The problem is, sitting in the ballpark on a perfect afternoon is more than just cinematic cotton candy; it's an intrinsic part of the baseball experience. If the game is balls and strikes and outfield shifts and the sacrifice bunt, it's also cold beer on the tongue and the popcorn smell that seems to seep into the very concrete and steel of the place itself.
It's the sound a good piece of wood makes when it strikes a round ball square. It's the pop of leather and the sweat of a hinges-of-hell July scorcher.
The ballpark hotdog never happens without the ballpark. Just sayin'.
And so baseball can carry on with its plan for an 82-game season starting around the Fourth of July, if government and health officials give the OK. But the plan is to play the games where allowed in empty ballparks. Which begs the question: If you play baseball in an empty ballpark, does it make a sound?
Or to put it another way: If you play baseball in an empty ballpark, is it really baseball?
After more than a century and a half the game and its environs are woven so tightly together it's impossible to pick at one thread without unraveling the whole. Unlike any other sport in America, so much of what baseball became in this country is because of where it became.
Are the Cubs the Cubs without a cold Old Style in the Wrigley Field bleachers on a blazer of an afternoon? Are the Yankees the Yankees without the monuments in Yankee Stadium?
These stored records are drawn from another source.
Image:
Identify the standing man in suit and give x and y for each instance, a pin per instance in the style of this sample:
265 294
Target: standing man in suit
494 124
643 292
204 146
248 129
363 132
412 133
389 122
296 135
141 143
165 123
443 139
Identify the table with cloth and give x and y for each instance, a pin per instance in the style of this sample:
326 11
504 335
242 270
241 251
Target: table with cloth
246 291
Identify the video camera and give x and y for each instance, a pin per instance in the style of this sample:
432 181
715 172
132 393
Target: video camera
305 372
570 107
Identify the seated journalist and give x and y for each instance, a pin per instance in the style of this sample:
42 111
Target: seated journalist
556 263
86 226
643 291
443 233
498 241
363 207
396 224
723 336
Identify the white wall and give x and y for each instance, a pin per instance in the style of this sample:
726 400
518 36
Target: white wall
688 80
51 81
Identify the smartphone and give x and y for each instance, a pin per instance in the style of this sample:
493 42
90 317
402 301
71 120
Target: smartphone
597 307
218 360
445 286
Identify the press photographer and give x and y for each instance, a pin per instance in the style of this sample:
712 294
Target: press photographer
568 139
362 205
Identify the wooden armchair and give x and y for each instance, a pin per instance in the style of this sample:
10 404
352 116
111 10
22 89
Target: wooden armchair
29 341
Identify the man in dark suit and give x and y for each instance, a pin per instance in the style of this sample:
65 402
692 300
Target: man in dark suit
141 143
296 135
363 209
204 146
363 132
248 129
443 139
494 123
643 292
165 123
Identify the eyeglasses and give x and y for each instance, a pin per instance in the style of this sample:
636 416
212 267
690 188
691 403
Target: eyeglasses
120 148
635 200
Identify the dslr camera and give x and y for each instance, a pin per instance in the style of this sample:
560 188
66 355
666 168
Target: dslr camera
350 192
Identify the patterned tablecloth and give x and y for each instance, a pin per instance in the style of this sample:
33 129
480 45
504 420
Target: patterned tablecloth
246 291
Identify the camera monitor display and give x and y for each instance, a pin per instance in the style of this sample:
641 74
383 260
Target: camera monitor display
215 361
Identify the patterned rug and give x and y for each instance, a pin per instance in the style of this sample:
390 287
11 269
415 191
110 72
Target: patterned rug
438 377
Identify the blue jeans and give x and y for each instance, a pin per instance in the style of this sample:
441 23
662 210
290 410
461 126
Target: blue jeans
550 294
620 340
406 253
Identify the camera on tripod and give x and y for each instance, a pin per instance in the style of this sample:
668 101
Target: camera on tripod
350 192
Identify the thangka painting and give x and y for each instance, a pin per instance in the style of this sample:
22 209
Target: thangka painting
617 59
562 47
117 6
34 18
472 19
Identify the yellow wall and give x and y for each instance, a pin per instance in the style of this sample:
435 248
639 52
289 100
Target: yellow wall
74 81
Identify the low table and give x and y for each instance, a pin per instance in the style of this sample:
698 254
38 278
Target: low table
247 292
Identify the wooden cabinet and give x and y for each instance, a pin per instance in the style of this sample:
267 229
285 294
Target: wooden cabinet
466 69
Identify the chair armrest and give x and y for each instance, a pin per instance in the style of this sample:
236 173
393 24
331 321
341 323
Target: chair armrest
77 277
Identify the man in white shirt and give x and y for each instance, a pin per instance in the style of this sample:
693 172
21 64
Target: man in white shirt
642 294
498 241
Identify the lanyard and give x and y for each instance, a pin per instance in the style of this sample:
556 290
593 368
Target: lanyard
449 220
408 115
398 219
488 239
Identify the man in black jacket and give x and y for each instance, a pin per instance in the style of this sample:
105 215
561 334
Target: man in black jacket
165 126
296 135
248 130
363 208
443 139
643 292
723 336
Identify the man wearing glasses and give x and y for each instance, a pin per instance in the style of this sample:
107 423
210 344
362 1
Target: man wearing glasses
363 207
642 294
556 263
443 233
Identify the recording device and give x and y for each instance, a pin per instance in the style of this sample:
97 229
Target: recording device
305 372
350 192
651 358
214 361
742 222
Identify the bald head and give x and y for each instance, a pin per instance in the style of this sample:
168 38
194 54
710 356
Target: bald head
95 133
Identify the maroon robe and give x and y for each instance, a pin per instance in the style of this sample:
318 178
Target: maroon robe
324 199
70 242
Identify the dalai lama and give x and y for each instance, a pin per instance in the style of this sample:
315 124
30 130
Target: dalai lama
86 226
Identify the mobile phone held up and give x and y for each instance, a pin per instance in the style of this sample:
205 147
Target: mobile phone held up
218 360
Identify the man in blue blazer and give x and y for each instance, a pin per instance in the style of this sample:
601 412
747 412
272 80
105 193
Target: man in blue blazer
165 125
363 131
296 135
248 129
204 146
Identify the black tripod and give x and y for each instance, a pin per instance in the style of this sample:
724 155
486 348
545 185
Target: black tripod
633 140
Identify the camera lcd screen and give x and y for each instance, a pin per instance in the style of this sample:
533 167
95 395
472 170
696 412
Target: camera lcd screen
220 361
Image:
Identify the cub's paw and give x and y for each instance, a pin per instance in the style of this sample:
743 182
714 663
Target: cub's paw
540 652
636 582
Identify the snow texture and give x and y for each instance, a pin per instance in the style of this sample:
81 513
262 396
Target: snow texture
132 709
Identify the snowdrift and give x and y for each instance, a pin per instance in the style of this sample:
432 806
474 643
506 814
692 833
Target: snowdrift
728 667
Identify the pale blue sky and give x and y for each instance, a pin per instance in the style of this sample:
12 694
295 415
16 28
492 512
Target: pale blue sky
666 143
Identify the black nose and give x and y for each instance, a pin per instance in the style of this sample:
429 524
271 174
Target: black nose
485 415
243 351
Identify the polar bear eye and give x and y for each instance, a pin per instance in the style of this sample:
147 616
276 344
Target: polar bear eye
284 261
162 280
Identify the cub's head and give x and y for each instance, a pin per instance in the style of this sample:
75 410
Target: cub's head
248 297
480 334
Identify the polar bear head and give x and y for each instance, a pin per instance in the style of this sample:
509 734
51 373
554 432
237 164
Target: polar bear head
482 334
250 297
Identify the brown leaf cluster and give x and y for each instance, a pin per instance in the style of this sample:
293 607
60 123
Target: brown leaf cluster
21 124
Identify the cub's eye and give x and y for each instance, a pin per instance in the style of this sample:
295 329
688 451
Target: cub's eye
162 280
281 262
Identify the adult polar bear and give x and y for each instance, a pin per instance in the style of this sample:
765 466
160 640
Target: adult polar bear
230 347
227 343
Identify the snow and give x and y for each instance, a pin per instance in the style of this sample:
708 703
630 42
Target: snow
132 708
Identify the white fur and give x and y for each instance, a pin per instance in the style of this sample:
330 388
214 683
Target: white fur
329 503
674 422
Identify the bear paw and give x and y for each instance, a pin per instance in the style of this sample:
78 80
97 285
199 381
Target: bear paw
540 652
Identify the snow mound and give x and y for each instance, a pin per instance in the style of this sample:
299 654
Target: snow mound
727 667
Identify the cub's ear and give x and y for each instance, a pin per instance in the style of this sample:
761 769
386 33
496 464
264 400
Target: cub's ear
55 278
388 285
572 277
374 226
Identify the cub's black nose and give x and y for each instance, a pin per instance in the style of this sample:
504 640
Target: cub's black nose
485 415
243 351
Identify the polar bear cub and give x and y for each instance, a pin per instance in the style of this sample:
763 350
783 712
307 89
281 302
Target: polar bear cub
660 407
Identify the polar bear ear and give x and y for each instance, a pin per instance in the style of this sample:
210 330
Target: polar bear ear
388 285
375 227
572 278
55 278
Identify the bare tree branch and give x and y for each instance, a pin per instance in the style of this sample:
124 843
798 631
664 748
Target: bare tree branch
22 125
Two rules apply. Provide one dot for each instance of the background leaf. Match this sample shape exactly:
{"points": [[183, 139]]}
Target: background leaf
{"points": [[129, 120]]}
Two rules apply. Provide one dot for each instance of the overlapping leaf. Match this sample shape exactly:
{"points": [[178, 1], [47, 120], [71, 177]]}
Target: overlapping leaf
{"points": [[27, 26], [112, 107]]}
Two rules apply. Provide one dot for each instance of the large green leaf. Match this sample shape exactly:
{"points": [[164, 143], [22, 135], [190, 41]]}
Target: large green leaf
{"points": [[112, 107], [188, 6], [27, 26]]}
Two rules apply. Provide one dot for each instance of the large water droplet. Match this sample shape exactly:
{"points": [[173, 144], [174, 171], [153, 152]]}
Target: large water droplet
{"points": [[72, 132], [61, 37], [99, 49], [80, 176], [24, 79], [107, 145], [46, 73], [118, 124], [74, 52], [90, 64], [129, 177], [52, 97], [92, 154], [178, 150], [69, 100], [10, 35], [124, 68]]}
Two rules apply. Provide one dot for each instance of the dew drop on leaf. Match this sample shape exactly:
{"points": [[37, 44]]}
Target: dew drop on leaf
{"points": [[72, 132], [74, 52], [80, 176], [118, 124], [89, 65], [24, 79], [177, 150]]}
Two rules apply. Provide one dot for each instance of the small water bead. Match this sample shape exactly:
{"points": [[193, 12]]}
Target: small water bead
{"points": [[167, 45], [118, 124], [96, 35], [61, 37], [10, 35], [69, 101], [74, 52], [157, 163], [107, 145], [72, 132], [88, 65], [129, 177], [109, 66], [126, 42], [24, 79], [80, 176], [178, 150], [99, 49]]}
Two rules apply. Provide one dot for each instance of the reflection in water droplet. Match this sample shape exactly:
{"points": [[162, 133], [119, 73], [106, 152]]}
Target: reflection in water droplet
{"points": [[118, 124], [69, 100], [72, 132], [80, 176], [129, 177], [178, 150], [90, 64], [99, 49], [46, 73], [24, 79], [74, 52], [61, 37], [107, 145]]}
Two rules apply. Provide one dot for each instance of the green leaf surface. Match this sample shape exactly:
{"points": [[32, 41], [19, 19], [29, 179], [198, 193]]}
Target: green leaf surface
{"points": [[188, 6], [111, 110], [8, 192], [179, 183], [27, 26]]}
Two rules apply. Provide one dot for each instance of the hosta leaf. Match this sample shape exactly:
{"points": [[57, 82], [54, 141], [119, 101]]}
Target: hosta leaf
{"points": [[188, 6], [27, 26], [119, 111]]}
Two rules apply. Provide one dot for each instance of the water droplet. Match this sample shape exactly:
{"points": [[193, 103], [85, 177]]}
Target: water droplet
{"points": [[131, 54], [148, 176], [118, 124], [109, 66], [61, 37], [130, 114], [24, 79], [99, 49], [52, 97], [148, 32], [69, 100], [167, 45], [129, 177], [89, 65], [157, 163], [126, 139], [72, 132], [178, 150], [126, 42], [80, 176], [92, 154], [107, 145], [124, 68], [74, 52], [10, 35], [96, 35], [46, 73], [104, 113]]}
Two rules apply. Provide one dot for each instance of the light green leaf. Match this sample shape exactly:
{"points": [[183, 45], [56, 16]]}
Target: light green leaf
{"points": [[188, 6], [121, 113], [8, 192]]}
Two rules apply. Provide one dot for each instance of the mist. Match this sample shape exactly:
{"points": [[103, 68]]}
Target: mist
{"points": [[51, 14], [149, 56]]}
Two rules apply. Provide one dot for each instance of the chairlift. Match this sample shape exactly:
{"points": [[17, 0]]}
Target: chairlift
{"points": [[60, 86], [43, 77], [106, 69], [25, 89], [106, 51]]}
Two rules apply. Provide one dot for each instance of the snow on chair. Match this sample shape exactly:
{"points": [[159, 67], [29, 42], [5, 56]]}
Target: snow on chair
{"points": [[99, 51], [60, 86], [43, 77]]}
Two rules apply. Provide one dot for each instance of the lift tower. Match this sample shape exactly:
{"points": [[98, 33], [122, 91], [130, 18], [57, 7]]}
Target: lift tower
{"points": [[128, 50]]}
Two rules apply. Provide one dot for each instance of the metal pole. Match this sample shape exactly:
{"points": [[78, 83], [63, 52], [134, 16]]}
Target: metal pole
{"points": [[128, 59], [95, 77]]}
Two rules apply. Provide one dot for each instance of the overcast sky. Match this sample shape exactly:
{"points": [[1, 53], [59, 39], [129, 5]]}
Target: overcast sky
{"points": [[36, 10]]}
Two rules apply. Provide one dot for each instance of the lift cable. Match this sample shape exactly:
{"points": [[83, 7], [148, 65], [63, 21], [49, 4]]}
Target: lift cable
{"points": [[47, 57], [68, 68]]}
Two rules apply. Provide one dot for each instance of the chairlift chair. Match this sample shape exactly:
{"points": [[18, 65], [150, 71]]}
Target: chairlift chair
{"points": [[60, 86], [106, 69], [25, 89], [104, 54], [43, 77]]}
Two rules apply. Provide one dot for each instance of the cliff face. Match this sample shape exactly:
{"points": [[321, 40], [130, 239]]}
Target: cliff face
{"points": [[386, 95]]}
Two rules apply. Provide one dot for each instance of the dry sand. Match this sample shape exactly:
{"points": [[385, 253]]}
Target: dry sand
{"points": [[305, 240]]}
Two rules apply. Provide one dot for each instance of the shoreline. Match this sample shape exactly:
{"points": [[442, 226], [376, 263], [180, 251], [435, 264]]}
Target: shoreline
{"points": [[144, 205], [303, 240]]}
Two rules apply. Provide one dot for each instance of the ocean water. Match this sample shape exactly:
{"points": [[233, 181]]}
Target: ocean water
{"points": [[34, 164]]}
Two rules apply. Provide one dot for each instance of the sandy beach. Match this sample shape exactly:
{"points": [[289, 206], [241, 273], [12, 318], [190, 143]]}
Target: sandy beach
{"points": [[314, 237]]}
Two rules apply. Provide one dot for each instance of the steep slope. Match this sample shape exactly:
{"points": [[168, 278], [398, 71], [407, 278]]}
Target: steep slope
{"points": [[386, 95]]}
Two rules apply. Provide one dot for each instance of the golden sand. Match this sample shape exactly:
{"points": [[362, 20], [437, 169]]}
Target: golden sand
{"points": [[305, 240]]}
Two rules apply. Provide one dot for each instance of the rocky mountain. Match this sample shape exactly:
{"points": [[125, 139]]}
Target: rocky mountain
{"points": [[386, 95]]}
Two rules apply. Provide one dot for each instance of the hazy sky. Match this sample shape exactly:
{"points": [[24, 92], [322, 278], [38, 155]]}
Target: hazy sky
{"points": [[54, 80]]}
Are the Red Sox the Red Sox without Fenway stuffed to the gills with Sullys, and Yaz playing the carom off the Green Monster like a Stradivarius?
With but a few exceptions no one goes to a football stadium or a basketball arena just to see the football stadium or the basketball arena. But one gray March day in Boston, when I was in town to cover Purdue in the NCAA East Regional, I bought a Charlie card and took the T to Fenway Park just to see Fenway Park. And it was March and I couldn't even go inside.
Baseball is baseball because, across the decades, it's also been Fenway and Wrigley and Ebbets Field and the Polo Grounds. But none of that would have been true if Fenway and Wrigley and Ebbets Field and the Polo Grounds had been filled with nothing but echoes.
Steve Bartman never becomes Steve Bartman, because he's not there to reach out for that baseball in the left-field corner. Red Smith never writes the most famous baseball lede of all time, describing a drunk getting on the field and eluding pursuit in the wake of Bobby Thomson's Shot Heard 'Round The World. On and on.
So, yeah, baseball can resume in July, and we can all watch the games on TV. But let's face it. It'll be like watching a movie with the sound off.
It'll be like another day in Boston -- Fourth of July, actually -- when the fam and I were on vacation and we took the T into the city to walk around Fenway. For some reason, I thought the Red Sox were out of town that day, but they weren't. They had an afternoon home game, and so Yawkey Way was swarming with people.
Eventually, we ducked into a restaurant that ran underneath the park along the third-baseline. From there, we watched the game on TV, while the sound of the crowd in the ballpark filtered distantly down to us. It was as if we were there, but not there.
It was as if it were baseball -- but not, you know, baseball.